Ujawniony w zeszłym tygodniu legislacyjny projekt zmian w programach przebudowy i modernizacji armii jest odpowiedzią na zagrożenia i wychodzi naprzeciw sojuszniczym zobowiązaniom – wyjaśnia MON. O konieczność zwiększenia liczby wojska z obecnych 150 tys. etatów do 200 tys. szef MON Antoni Macierewicz mówił podczas niedawnej dorocznej odprawy kadr dowódczych RP.
Ogłoszony projekt noweli ustawy przewiduje, że maksymalna liczebność Wojska Polskiego będzie wynosiła 200 tys. stanowisk etatowych.
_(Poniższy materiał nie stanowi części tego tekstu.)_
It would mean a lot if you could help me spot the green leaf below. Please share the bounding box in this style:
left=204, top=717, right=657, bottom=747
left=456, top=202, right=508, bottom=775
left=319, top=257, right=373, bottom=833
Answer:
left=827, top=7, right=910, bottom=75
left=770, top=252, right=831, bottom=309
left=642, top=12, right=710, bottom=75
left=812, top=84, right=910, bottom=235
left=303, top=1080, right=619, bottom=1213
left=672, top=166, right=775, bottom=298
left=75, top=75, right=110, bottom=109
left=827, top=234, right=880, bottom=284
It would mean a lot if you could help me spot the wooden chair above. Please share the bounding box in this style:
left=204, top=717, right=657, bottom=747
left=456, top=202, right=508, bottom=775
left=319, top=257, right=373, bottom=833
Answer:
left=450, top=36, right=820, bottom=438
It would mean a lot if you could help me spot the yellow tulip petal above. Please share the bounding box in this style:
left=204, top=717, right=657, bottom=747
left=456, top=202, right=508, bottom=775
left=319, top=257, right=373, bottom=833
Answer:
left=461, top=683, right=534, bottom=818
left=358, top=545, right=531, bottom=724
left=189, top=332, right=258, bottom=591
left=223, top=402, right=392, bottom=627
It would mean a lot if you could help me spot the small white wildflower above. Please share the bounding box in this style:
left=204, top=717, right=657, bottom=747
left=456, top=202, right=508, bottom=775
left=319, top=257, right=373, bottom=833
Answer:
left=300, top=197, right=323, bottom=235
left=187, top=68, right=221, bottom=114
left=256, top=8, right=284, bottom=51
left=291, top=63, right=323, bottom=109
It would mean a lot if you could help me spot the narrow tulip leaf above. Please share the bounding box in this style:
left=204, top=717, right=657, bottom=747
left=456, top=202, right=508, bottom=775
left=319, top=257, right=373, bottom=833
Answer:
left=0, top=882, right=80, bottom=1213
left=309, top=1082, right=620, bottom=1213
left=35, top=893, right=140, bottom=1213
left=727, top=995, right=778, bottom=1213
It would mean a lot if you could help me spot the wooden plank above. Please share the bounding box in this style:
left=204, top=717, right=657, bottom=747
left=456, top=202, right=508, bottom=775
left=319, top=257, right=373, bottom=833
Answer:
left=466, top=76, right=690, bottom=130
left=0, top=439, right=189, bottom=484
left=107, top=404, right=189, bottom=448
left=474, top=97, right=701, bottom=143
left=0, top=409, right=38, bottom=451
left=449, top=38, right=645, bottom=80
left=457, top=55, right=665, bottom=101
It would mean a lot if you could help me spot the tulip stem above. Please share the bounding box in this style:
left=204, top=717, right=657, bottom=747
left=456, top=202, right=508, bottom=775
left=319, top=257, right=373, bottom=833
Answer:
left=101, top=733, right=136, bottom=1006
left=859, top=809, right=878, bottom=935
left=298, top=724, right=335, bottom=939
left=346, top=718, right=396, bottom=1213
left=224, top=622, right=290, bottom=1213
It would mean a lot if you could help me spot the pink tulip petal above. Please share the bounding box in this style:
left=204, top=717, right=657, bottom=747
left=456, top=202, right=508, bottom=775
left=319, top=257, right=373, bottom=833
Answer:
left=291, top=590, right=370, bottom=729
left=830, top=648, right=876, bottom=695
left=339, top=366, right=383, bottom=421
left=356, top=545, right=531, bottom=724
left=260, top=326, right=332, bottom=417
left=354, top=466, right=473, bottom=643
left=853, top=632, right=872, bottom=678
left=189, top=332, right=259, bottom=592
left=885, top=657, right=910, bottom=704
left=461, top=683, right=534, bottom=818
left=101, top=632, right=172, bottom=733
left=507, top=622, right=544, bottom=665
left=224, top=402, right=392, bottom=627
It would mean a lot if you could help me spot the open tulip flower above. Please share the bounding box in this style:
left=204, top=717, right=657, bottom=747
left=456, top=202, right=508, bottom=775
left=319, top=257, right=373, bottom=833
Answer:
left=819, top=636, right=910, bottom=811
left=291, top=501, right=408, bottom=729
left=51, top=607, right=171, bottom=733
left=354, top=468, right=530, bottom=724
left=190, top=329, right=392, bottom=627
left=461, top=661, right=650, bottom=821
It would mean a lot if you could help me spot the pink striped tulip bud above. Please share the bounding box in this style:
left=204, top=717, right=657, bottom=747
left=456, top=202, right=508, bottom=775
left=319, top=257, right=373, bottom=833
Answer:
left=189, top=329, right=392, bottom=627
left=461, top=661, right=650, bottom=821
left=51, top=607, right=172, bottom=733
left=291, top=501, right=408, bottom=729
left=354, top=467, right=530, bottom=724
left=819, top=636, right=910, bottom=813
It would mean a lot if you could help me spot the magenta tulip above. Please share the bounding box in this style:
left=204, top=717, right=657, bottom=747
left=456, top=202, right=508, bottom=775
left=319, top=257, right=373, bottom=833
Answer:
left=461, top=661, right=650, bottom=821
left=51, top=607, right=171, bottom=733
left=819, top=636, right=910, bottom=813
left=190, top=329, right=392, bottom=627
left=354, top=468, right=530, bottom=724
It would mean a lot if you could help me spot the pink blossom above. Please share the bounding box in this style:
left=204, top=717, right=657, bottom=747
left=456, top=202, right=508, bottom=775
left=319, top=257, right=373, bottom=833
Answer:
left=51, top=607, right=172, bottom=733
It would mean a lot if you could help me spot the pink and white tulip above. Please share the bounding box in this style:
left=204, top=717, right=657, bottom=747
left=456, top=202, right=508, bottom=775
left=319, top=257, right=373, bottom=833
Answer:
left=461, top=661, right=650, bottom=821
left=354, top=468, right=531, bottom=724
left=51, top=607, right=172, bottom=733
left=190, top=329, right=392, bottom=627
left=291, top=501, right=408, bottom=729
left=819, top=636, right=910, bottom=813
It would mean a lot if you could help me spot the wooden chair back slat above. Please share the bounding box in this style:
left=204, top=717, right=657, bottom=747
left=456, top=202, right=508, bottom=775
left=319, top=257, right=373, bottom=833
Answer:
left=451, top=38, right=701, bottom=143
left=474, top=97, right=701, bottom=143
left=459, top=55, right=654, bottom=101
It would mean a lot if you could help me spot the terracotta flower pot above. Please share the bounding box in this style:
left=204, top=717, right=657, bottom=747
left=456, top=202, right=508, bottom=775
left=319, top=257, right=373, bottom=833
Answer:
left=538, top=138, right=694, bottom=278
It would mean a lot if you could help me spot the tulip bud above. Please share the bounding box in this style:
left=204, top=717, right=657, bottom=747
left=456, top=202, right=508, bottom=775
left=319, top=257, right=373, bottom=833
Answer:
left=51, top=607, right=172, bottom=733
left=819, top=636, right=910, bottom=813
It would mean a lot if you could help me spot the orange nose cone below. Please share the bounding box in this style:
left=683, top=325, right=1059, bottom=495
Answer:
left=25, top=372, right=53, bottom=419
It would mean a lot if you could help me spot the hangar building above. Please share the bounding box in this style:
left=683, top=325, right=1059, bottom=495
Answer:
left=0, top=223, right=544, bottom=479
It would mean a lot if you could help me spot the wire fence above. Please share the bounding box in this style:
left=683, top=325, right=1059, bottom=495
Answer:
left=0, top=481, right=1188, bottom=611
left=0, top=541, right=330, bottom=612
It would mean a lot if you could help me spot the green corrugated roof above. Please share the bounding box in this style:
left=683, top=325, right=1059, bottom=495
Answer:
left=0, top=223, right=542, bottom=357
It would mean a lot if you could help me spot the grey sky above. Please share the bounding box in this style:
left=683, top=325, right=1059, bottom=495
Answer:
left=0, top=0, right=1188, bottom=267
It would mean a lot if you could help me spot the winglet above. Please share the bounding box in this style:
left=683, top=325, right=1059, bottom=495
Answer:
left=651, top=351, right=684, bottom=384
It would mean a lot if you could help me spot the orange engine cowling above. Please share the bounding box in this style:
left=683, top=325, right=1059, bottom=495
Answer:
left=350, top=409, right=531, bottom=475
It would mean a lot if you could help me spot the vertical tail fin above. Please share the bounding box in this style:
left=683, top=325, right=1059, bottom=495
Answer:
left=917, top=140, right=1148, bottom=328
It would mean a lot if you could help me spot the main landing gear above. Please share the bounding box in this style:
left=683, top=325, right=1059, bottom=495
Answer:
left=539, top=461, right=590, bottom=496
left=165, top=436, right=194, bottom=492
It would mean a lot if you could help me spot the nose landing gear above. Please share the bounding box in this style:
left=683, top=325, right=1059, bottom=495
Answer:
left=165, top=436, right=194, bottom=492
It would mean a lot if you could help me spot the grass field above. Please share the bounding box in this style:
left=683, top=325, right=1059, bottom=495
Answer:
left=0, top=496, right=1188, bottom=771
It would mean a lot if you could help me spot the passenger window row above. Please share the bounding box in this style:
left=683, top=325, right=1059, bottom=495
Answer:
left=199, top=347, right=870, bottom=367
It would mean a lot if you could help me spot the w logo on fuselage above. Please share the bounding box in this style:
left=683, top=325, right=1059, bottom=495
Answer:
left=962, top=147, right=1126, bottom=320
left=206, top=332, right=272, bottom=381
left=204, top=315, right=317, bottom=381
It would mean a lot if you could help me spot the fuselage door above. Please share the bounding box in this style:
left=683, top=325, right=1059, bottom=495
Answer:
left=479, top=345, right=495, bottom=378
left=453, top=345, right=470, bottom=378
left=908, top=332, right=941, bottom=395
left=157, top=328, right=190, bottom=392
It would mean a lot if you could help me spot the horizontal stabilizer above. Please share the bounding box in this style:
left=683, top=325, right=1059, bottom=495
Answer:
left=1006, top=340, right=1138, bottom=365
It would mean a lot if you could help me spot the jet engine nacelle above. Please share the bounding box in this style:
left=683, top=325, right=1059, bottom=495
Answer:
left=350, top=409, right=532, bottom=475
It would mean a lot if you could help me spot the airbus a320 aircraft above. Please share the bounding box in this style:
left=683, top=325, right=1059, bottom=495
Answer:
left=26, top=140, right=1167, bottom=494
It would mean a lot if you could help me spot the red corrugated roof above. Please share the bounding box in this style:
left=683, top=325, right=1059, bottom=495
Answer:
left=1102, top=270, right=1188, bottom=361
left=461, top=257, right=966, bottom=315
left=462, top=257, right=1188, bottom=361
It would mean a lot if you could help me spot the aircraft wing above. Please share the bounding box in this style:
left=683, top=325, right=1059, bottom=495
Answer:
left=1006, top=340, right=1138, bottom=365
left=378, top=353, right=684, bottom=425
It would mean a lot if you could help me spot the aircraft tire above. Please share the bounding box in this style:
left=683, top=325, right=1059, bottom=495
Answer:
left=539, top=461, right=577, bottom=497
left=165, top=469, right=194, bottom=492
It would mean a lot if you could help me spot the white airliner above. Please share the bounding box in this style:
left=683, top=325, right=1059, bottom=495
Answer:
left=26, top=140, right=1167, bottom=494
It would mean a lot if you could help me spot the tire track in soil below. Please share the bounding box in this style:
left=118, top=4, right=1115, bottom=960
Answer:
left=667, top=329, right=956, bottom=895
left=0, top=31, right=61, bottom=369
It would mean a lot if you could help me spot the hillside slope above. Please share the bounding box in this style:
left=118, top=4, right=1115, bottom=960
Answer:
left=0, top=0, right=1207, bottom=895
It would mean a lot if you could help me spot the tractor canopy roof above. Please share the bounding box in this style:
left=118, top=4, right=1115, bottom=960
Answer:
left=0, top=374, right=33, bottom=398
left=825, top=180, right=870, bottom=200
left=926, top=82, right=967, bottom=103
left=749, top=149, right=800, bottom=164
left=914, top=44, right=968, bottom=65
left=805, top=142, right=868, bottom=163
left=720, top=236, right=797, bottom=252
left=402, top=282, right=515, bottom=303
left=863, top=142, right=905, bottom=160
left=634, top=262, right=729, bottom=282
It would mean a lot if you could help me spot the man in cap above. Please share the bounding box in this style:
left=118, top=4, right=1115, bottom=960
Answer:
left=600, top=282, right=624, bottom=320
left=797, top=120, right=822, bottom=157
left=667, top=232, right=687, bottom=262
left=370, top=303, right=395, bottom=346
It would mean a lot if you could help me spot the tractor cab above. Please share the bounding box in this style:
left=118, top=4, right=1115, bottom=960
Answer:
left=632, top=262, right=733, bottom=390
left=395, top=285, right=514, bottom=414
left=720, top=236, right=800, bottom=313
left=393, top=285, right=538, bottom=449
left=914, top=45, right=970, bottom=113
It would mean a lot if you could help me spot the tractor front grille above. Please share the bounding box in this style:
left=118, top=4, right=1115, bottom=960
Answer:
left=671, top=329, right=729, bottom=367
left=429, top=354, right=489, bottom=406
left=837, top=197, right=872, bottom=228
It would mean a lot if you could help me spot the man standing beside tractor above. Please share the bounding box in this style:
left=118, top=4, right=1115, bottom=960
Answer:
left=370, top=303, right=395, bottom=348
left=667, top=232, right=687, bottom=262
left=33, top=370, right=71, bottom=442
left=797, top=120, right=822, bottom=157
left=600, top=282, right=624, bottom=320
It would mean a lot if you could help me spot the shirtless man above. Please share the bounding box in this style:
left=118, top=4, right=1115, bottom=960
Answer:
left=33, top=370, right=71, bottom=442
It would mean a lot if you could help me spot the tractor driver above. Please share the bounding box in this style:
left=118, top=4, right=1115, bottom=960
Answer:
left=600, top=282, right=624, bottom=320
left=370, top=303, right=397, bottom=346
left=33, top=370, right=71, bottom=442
W tej liczbie nie więcej niż 130 tys. etatów będzie przewidzianych dla żołnierzy zawodowych. Obecny na spotkaniu z dowódcami zwierzchnik Sił Zbrojnych, prezydent RP Andrzej Duda, w niejawnej części konferencji miał także podkreślać potrzebę lepszego finansowania procesu unowocześniania armii.
Projekt ustawy przewiduje precyzyjne wyliczenie wzrostu nakładów na cele obronne. Obecnie budżet przeznacza na wojsko (od 2016 roku) równowartość 2 proc. kwoty PKB, przy czym podstawą jest produkt krajowy brutto z roku poprzedniego.
W myśl rządowego projektu jeszcze w 2018 r. na narodowe bezpieczeństwo ma zostać przeznaczone nie mniej niż 2 proc. PKB, w 2019 r. będzie to co najmniej 2,1 proc., w latach 2020–2023 co najmniej 2,2 proc., 2024–2025 – 2,3 proc., 2026–2029 co najmniej 2,4 proc., a w 2030 r. i latach kolejnych – 2,5 proc.
Jak wynika z dołączonej do projektu oceny skutków regulacji, zmiana przepisów spowoduje wzrost wydatków obronnych o 117 mld 217 mln zł w ciągu dziesięć lat.